Human reviewers respond to pending requests via the Respond method. In a web application, this would be called from an API handler — a review dashboard displays pending requests and the reviewer clicks approve or reject. The requestID correlates the response to the original blocking RequestInteraction call, unblocking the agent.

func approveFromAPI(ctx context.Context, mgr *hitl.DefaultManager, requestID string) error {
return mgr.Respond(ctx, requestID, hitl.InteractionResponse{
Decision: hitl.DecisionApprove,
Feedback: "Reviewed and approved by admin.",
})
}
func rejectFromAPI(ctx context.Context, mgr *hitl.DefaultManager, requestID string) error {
return mgr.Respond(ctx, requestID, hitl.InteractionResponse{
Decision: hitl.DecisionReject,
Feedback: "User account should not be deleted without manager approval.",
})
}

For production deployments, use the WebhookNotifier to alert humans via HTTP when approval is needed.
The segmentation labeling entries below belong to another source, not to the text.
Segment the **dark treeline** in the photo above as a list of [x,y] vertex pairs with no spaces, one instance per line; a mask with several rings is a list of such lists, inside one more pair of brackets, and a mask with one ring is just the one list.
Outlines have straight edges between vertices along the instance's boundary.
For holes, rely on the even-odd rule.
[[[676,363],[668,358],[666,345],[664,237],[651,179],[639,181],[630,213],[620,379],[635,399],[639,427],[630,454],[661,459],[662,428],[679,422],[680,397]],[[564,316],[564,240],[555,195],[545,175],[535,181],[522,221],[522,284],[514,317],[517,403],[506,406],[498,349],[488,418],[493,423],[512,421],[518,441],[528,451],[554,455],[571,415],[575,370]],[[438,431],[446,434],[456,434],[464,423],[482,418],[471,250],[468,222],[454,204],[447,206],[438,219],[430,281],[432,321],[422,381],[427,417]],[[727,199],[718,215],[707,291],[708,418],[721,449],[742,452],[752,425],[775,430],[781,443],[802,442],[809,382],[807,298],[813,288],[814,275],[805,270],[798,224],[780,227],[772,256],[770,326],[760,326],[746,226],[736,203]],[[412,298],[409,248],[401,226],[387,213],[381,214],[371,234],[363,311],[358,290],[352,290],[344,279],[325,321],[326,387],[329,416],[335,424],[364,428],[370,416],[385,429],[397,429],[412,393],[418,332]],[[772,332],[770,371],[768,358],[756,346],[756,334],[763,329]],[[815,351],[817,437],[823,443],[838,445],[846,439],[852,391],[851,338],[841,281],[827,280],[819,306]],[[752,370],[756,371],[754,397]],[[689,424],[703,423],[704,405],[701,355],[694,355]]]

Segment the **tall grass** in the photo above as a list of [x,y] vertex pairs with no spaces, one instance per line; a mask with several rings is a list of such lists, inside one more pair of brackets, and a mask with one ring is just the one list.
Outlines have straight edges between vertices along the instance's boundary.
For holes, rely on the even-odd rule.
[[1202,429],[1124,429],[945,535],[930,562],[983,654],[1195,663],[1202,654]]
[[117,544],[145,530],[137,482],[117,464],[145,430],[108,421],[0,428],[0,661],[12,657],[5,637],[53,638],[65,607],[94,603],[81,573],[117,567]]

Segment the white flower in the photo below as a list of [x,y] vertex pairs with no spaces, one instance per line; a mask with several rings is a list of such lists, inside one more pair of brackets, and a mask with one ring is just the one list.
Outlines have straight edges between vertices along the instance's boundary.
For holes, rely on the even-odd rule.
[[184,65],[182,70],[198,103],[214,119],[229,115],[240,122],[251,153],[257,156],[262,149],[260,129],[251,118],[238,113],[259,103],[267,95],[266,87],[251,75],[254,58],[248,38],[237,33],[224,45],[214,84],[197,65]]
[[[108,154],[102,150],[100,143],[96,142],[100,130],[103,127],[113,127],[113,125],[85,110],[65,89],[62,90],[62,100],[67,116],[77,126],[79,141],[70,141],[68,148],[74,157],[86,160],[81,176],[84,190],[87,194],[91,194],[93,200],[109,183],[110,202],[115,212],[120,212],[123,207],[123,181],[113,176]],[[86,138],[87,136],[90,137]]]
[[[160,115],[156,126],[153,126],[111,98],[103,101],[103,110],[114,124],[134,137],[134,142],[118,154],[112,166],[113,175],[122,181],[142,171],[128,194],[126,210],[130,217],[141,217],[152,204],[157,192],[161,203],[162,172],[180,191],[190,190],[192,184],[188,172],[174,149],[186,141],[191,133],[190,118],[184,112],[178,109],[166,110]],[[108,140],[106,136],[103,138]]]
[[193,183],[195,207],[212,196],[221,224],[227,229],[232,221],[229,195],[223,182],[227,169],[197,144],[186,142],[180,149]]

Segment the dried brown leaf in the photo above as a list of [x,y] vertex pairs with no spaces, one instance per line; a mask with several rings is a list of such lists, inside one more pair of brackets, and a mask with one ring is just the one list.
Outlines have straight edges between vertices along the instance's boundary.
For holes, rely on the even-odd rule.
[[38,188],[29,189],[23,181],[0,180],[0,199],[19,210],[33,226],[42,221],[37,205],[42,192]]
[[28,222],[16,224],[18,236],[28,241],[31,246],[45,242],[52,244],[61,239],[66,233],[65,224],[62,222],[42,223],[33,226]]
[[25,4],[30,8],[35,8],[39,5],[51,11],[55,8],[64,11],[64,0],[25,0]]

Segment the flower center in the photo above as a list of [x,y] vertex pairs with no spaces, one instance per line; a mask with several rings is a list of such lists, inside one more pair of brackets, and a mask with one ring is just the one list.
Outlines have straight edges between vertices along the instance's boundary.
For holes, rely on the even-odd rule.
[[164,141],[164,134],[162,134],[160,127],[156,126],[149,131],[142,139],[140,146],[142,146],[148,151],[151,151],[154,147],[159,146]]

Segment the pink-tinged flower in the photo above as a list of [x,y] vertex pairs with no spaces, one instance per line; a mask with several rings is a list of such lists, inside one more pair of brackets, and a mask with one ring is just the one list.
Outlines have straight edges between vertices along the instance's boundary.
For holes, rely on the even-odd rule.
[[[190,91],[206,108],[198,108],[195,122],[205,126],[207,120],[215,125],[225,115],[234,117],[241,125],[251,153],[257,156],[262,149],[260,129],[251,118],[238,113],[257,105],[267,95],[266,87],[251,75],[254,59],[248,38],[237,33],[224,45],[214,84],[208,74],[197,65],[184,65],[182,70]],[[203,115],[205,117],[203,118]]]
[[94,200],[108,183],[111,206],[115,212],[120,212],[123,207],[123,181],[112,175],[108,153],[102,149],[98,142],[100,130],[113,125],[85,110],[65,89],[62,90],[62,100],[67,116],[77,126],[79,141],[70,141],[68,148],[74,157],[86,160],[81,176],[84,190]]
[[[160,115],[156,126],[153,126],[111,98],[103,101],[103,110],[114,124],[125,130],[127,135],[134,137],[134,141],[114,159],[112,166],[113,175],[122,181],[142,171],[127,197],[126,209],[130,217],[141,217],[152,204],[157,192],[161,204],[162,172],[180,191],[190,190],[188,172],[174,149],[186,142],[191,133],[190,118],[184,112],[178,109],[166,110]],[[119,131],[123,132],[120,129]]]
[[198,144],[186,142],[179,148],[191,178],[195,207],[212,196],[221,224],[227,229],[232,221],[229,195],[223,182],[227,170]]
This integrates with Slack, PagerDuty, or any webhook-compatible notification system, ensuring that approval requests are not silently queued without anyone being aware.

func buildProductionManager() *hitl.DefaultManager {
return hitl.NewManager(
hitl.WithTimeout(5 * time.Minute),
hitl.WithNotifier(hitl.NewWebhookNotifier("https://internal.example.com/approvals")),
)
}

The webhook receives a JSON payload containing the full InteractionRequest:

{
"ID": "hitl-42",
"Type": "approval",
"ToolName": "delete_user",
"Description": "Agent wants to delete user account #12345",
"RiskLevel": "irreversible",
"Confidence": 0.85
}

In production, you define a comprehensive policy set that covers all tool categories from most permissive (read-only, auto-approve) to most restrictive (destructive, always human). Policy evaluation uses first-match semantics, so order your policies from most specific to most general. This layered approach ensures that new tools automatically fall into the correct approval tier based on their naming convention.

func configureFullPolicies(mgr *hitl.DefaultManager) error {
policies := []hitl.ApprovalPolicy{
{
Name: "read-auto",
ToolPattern: "get_*",
MinConfidence: 0.5,
MaxRiskLevel: hitl.RiskReadOnly,
},
{
Name: "search-auto",
ToolPattern: "search_*",
MinConfidence: 0.7,
MaxRiskLevel: hitl.RiskReadOnly,
},
{
Name: "update-high-confidence",
ToolPattern: "update_*",
MinConfidence: 0.9,
MaxRiskLevel: hitl.RiskDataModification,
},
{
Name: "delete-always-human",
ToolPattern: "delete_*",
RequireExplicit: true,
},
{
Name: "send-always-human",
ToolPattern: "send_*",
RequireExplicit: true,
},
}
for _, p := range policies {
if err := mgr.AddPolicy(p); err != nil {
return fmt.Errorf("adding policy %q: %w", p.Name, err)
}
}
return nil
}

Policy evaluation uses first-match semantics: the first policy whose ToolPattern matches the tool name determines the outcome. Order your policies from most specific to most general.

  1. Configure a policy that auto-approves get_* tools with confidence >= 0.5.
  2. Call ShouldApprove with get_weather at 0.9 confidence. Verify it returns true.
  3. Call ShouldApprove with delete_file with RequireExplicit. Verify it returns false.
  4. Submit a RequestInteraction and respond with Respond. Verify the blocking call returns.
  5. Test timeout behavior by not responding within the timeout window.